Él sí tenía por qué temer. La calidad de sus fórmulas y el tiempo de su estudio eran dardos inútiles para romper la parentela que, creían los Acevedo, era infranqueable. Las miles de cucharitas azucarera de plata, el mismo azúcar refinado que se producía en Venezuela y los pianos junto con los muebles traídos a lomo de mula a través del barro que por entonces conectaba al pueblo con el mar Caribe y sus prodigiosas importaciones europeas, eran prueba fehaciente de que, a pesar del estado de salvajismo al que se vieron sometidos unos cuantos elegidos de entre un rebaño de tullidos con ruana, la modernidad y su civilidad sí eran capaces de conquistarlo todo. Allí radicaba la fuerza material y física de quienes ennoblecieron sus costumbres y actitudes por encima incluso, del sentido común –tocar el borde sucio de los propios orines con la nalga, por ejemplo-. A tal vergüenza se veían expuestos estos nobles con capas de frailejón que confundieron el trabajo de las manos con la estupidez más grande. Más bien prefirieron cubrirse el cuerpo, sus casas, sus fincas y sus andenes con precavidísima minuciosidad: cada tacita tiene un lugar en la casa, cada mano debe colocarse sobre la pierna de cierta forma, sin arrugar el pantalón o el vestido, pero sí dejando ver cierta informalidad en los pliegues, como quien ha naturalizado a tal punto su obvia superioridad que se siente cómodo entre las prietas destinadas a controlar y ahogar cualquier impulso sugerente de generaciones que sin las arandelas a cuestas, sí habían logrado cierto bienestar desde la honestidad consigo mismos y su trabajo con la tierra. Pero fueron precisamente ellos, los bisabuelos de Puno Carreño, quienes en plena facultad de su conciencia, decidieron humillar su cuerpo y no mirarlo nunca más. Optaron por adornarse de sus mejores telas y más finas maderas y carraras, entregando su virtud más blanda, la sensibilidad corpórea de su carne, a la primera polilla que quisiera comérsela.

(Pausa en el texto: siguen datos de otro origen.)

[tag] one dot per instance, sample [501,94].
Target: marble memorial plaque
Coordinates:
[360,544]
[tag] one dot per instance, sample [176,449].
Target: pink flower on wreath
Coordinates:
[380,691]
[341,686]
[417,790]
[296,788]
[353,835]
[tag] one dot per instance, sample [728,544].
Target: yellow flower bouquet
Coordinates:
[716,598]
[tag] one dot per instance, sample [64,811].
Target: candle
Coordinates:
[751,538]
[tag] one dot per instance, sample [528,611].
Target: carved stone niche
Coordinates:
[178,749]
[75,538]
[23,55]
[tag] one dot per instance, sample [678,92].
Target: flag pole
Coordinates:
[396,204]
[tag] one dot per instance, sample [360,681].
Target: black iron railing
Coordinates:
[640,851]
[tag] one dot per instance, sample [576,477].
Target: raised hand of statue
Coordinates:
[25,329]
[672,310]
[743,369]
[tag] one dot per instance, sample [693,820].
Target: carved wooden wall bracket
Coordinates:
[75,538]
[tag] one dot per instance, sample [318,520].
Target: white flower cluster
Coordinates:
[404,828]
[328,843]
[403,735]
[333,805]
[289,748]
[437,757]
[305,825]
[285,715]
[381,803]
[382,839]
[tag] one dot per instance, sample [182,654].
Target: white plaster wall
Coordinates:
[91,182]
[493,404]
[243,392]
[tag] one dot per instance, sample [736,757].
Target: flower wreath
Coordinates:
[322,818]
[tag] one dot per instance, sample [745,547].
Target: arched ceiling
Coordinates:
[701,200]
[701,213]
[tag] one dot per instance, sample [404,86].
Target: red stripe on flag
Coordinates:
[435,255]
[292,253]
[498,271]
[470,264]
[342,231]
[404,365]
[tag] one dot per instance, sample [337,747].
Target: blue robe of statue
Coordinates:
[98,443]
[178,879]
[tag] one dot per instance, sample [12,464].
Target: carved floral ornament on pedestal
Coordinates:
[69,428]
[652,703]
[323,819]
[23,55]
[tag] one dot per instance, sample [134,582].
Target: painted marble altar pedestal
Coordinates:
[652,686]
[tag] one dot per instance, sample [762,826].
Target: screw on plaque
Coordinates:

Ya frente a la iglesia y con los moños de satín cubiertos por una delgadísima caperuza negra, Etelvina y Nazaret saludaron a varias personas. Los secretos, los ademanes y las señoras y sus esposos fueron entrando por el atrio de la iglesia para acomodarse en las bancas, acomodar las sillas y esperar a que las criadas postraran los tapetes frente a los zapatos. Entre los recién acomodados estaba Libardo Suárez, aún no muy seguro de qué banca ocupar. Etelvina miraba su torpeza de reojo, inspeccionando, rebuscando cualquier indicio que le permitiera someterlo más al escarnio de su juicio y, en consecuencia, a los comentarios mordaces de las señoras del Club Social. Afortunadamente para ella, no existía la posibilidad de que compartiera la banca con él. Se aventuró a pensar que era una cuestión meramente práctica: ella traía una silla consigo donde solo se puede sentar una persona. La tranquilizaba guardar para sí el espacio necesario para reposar sus capas de ropa. Cuando vio a Elvira Carvajal le sugirió sentarse junto a ella. En cuanto a Libardo, le mostró, con voz muy dulce, que había un puesto vacío detrás de ella. Sin sentirse del todo tranquila en su posición, lo único que pudo hacer fue mirar extrañada al suelo. Una ligera incomodidad pudo acaso, en ese momento, despertar su conciencia. Afortunadamente para ella, se repetiría después, sobre su lado derecho siempre se sentaba la hermana María Luisa Carreño, quien pudo notar, en medio de una paz jacobina, el creciente peso que la señora Acevedo sentía en su pecho. Con la seguridad de quien conoce y confía en el estado actual y natural de las cosas se acercó a su oído y le recordó que había gente que era de azúcar, y había otra que era de panela.